Purpose. Studying the electron scattering by fluorocarbon CFn and chlorofluorocarbon CFnCl4-n (n = 1–4) molecules is of high importance in plasma (gas-discharge, low-temperature and industrial), gaseous laser and semiconductor processing technologies, as well as in atmospheric sciences and ecology. The cross sections of these processes are very important for modelling the mechanisms in low-temperature plasma. Such plasma processes are widely used in industry.
Methods. The independent atom model approach with the optical potential method are used to study the elastic scattering of electrons by CF3, CF2Cl and CF2 molecules The scattering cross section are calculated in two approximation of this model – the IAM approach is used for the differential, while the IAM-AR is used for the integral cross sections. The amplitudes of electron scattering by the carbon, fluorine and chlorine atoms of the target molecules are obtained from the corresponding phase shifts, using the parameter-free real and complex optical potentials.

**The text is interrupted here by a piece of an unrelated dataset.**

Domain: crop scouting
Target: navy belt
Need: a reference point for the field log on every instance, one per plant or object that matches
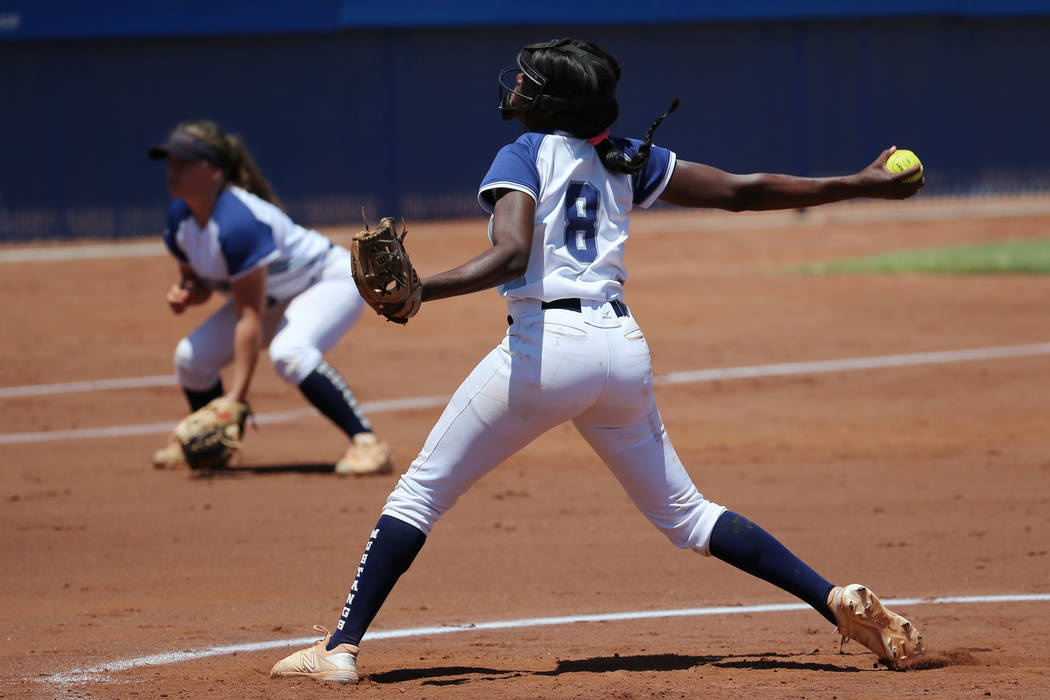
(575, 304)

Results. The integral and differential cross sections are calculated at the ground-state equilibrium geometry of the target molecules and compared with the available experimental data. The differential cross sections are analysed at 10, 15, 20, 25, 40 and 50 eV collision energies. The elastic integral cross sections are obtained in the 1–100 eV energy range, while the momentum transfer cross sections are calculated from 1 eV up to 1000 eV.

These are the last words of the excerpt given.